Alerting and Notification

This module is responsible for the generation of notification whenever an event is detected. Upon the detection of an event, this module triggers an action for the detected event. The action can be either a notification, an alarm, an alert or even an email to the relevant person who can take appropriate action. We implemented two types of notification delivery methods: first, an alert system was integrated within the dashboard. The factory supervisor was able to monitor the real-time progress of the production by following a visual interface installed at the shop floor. Second, a system-generated email is sent to the selected managers whenever there are any unexpected events.

5.5 Capacity Planning Tool for Production Forecasting

We developed a capacity planning tool facilitating the factory managers to set long-term production targets. Figure 6 shows the production forecasting results, where the blue line is an actual production and red line indicates the predicted values. Moreover, this tool lets the managers to adjust the values of different dependent variables to perform what-if analysis. Historical data analysis provides an estimated value for each of the days as auto-filled value that can be changed by the manager to see an impact of the change.

Fig. 6
figure 6

An interface for accumulative capacity planning using production forecasting

6 Conclusion and Future Work

In this chapter, we presented an approach for event detection for smart manufacturing in real time. We presented a use case for the application of data analytics in the context of smart manufacturing. We reviewed the existing practices and solutions supported by the industry and discussed the key challenges faced while designing Industry 4.0 applications. We presented detailed components of our proposed approach, which can collect, integrate, and analyze historical as well as real-time data. We showcase the practical use of our approach by showing how an industry’s use case was implemented using our proposed solution.

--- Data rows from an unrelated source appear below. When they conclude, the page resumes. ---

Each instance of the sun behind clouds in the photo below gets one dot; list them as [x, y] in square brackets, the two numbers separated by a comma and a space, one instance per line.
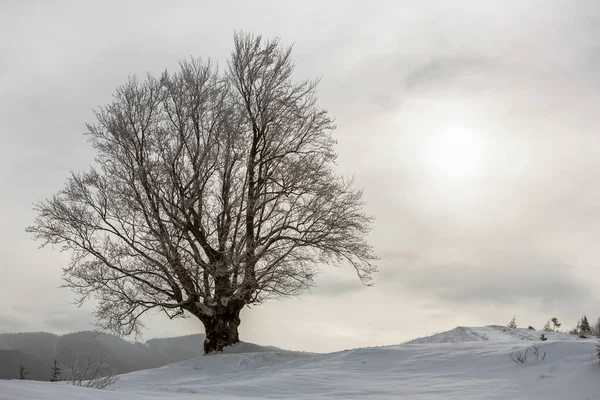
[456, 153]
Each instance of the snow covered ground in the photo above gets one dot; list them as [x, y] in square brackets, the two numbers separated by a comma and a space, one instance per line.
[464, 363]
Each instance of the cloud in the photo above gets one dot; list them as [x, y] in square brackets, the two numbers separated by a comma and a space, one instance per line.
[514, 281]
[448, 71]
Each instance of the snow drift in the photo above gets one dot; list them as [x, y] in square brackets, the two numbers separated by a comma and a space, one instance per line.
[464, 363]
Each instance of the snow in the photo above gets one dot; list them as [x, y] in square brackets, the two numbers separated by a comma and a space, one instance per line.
[464, 363]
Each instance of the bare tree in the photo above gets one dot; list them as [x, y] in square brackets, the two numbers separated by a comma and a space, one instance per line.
[91, 371]
[213, 190]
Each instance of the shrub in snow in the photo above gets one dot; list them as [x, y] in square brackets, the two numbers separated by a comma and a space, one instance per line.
[584, 326]
[555, 323]
[519, 357]
[55, 372]
[547, 327]
[23, 373]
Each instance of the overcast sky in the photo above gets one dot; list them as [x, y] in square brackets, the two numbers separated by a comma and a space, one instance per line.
[473, 129]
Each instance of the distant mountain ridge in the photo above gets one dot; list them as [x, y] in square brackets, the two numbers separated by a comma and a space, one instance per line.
[38, 350]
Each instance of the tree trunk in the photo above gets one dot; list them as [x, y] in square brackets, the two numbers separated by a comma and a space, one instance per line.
[221, 329]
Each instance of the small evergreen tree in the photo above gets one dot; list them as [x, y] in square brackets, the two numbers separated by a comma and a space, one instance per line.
[23, 373]
[547, 327]
[584, 326]
[596, 328]
[55, 372]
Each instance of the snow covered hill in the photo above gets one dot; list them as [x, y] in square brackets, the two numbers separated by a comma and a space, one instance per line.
[464, 363]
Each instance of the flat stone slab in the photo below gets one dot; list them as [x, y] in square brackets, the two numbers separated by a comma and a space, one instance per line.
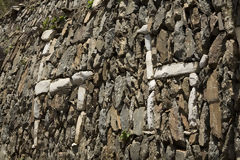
[42, 87]
[61, 85]
[176, 69]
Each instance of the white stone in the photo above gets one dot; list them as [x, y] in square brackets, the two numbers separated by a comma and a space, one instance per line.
[42, 87]
[81, 98]
[143, 29]
[203, 61]
[150, 105]
[79, 127]
[147, 38]
[61, 85]
[37, 107]
[192, 108]
[149, 65]
[46, 49]
[176, 69]
[96, 3]
[40, 70]
[35, 132]
[151, 85]
[80, 77]
[193, 79]
[48, 35]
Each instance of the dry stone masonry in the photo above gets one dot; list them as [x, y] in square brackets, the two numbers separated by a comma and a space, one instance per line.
[108, 79]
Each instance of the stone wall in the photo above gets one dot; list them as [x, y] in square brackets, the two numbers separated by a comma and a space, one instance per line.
[120, 80]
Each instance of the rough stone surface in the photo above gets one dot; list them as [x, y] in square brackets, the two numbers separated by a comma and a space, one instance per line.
[120, 79]
[138, 118]
[176, 69]
[42, 87]
[48, 35]
[61, 85]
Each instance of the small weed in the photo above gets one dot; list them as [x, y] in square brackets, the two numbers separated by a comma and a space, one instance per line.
[90, 3]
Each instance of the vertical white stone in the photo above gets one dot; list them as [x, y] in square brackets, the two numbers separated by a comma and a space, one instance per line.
[203, 61]
[150, 105]
[79, 127]
[149, 65]
[35, 132]
[147, 38]
[192, 108]
[81, 98]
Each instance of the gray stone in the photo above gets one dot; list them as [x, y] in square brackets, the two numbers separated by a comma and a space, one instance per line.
[80, 77]
[48, 35]
[176, 69]
[81, 98]
[60, 85]
[42, 87]
[135, 150]
[139, 120]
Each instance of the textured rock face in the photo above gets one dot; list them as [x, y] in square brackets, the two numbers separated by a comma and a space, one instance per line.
[116, 79]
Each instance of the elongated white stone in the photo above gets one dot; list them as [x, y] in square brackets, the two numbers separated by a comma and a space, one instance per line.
[80, 77]
[81, 98]
[150, 105]
[48, 35]
[203, 61]
[193, 79]
[46, 49]
[143, 29]
[42, 87]
[151, 85]
[147, 38]
[176, 69]
[79, 127]
[149, 65]
[35, 132]
[96, 3]
[60, 85]
[192, 108]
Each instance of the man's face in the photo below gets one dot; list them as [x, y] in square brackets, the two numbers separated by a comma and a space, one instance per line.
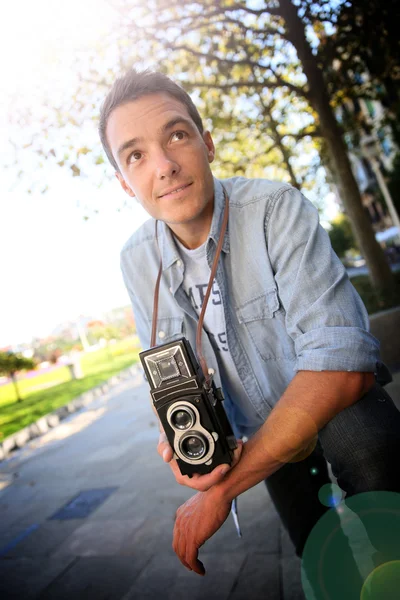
[163, 158]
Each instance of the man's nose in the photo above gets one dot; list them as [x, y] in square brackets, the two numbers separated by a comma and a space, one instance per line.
[166, 167]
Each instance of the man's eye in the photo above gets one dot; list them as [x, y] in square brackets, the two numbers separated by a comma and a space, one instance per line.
[178, 135]
[135, 156]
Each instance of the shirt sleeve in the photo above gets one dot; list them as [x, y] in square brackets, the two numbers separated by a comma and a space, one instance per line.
[325, 317]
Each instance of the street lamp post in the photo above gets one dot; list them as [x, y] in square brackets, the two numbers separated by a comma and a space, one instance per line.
[371, 152]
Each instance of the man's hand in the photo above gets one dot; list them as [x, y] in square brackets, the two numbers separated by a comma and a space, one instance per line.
[198, 482]
[196, 521]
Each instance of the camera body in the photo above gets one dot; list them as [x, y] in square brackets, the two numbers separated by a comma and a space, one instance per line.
[190, 411]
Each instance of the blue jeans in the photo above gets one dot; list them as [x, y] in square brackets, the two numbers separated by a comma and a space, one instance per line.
[362, 444]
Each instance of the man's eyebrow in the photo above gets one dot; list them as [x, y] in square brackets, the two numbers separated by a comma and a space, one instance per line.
[128, 144]
[166, 127]
[176, 121]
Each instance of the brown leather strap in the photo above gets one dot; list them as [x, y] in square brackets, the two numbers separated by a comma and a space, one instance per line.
[156, 294]
[199, 350]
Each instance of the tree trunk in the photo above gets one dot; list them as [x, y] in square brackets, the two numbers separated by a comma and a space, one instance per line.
[14, 380]
[379, 269]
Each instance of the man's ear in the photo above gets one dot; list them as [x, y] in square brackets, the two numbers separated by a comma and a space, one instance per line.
[210, 145]
[124, 185]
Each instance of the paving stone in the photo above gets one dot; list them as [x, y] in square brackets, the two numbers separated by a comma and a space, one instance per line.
[259, 579]
[45, 540]
[291, 578]
[26, 578]
[95, 578]
[102, 538]
[165, 577]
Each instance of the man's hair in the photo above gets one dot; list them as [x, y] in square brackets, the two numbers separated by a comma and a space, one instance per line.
[134, 85]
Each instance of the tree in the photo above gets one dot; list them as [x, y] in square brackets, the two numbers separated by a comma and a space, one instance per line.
[271, 50]
[11, 364]
[262, 63]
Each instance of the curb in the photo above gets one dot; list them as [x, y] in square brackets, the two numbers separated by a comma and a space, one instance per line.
[18, 439]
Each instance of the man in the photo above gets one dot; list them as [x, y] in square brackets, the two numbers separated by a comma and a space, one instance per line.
[285, 332]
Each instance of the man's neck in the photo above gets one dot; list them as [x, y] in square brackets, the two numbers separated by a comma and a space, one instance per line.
[195, 233]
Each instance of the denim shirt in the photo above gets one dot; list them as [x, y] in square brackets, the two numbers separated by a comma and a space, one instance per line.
[287, 299]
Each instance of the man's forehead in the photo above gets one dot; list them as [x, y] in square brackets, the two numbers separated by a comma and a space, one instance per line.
[149, 107]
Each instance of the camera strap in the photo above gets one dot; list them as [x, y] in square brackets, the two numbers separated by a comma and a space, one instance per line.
[199, 350]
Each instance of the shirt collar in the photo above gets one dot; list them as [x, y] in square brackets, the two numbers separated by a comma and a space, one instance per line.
[168, 248]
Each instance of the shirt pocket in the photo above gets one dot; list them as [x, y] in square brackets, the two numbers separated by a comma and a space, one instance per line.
[168, 329]
[263, 318]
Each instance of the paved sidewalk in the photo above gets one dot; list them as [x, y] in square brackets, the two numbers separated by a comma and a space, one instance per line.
[122, 549]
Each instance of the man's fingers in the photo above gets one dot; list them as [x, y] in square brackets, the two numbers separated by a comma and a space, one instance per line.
[164, 449]
[194, 563]
[237, 453]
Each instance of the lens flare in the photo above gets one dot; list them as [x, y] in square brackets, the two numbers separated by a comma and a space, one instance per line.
[333, 556]
[330, 495]
[383, 582]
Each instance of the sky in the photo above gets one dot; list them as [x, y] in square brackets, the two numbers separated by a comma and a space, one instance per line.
[54, 265]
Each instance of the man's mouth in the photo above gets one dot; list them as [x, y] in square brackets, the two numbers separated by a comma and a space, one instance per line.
[176, 190]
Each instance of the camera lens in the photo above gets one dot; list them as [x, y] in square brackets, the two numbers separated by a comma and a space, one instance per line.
[194, 446]
[182, 418]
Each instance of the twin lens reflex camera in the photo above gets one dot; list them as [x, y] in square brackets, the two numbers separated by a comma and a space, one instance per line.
[190, 410]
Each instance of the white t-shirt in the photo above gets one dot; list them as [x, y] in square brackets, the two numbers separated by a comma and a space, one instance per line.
[195, 282]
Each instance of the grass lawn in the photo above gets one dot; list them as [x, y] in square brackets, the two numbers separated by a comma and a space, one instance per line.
[56, 387]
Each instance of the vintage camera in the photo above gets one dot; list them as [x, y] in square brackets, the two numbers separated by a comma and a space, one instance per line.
[190, 411]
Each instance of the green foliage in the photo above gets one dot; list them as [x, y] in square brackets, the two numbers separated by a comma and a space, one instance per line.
[11, 363]
[341, 235]
[394, 182]
[97, 368]
[369, 295]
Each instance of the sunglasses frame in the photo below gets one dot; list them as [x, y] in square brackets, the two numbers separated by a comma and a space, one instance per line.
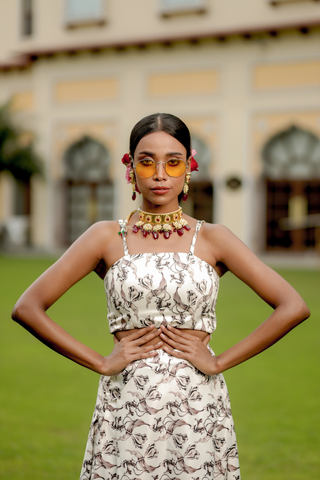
[157, 163]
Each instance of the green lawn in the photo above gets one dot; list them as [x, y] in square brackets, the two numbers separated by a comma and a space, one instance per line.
[46, 401]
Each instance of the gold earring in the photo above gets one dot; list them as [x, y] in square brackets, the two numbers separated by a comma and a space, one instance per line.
[186, 187]
[133, 183]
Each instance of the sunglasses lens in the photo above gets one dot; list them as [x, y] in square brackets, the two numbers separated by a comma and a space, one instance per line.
[175, 168]
[146, 168]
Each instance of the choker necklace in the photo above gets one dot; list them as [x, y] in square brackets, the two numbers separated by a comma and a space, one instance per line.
[156, 223]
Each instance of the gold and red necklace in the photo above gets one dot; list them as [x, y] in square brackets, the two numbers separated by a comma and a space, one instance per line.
[156, 223]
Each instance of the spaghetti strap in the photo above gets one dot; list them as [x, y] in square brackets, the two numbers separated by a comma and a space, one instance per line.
[123, 231]
[198, 226]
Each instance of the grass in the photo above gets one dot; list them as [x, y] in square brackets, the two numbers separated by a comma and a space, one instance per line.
[46, 401]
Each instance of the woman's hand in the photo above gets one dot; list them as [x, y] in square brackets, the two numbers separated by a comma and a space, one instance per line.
[190, 348]
[131, 348]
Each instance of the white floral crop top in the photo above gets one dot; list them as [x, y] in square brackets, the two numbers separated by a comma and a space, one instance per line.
[161, 288]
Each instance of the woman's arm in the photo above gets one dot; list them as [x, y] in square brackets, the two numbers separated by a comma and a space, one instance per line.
[30, 310]
[289, 307]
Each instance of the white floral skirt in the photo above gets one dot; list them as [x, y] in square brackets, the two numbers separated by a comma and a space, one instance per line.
[161, 419]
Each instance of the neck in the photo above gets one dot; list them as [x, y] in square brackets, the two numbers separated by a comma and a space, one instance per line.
[150, 207]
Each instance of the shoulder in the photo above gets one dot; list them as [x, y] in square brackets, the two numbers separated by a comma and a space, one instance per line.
[103, 230]
[214, 232]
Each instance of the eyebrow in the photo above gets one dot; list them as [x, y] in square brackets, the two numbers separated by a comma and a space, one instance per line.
[153, 154]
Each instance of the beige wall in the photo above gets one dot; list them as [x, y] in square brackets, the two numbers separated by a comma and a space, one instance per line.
[237, 87]
[142, 21]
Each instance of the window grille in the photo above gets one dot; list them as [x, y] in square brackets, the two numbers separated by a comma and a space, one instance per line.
[83, 11]
[177, 6]
[27, 17]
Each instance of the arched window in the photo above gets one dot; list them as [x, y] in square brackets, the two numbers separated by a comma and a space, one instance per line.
[292, 175]
[89, 187]
[200, 198]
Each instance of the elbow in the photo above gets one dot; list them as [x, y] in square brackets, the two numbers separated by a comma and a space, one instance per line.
[20, 312]
[301, 312]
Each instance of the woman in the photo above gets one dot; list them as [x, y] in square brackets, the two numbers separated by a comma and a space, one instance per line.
[163, 410]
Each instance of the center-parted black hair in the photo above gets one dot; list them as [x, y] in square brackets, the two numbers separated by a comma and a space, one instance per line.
[161, 122]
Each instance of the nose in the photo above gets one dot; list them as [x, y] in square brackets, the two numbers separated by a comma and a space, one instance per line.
[160, 171]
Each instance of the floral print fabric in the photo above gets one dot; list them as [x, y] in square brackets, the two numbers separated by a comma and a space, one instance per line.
[161, 288]
[161, 418]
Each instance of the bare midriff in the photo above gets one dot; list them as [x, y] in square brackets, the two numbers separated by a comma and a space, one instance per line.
[196, 333]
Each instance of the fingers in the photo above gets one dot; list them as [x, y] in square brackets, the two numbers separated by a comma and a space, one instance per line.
[147, 337]
[168, 334]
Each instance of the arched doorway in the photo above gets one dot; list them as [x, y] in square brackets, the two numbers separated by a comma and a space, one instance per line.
[292, 179]
[200, 198]
[88, 184]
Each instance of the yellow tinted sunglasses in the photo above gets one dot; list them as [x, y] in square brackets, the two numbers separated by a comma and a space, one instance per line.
[146, 168]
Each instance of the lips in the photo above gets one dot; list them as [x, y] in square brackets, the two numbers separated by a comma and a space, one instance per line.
[160, 190]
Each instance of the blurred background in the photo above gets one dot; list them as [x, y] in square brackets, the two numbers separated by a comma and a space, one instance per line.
[75, 76]
[244, 76]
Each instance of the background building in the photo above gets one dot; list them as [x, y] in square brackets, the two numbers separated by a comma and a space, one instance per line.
[244, 75]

The proposed approach has been successfully deployed at a manufacturing unit as a prototype. We consider it as the first step for the organization toward building a larger vision of Industry 4.0. We plan to extend this deployment for all processes within the factory and design more business intelligence tools. Particularly, we will focus on the integration of multiple autonomous systems and show the integration and analytics of data collected from disperse autonomous systems for the supply chain management and manufacturing processes optimization.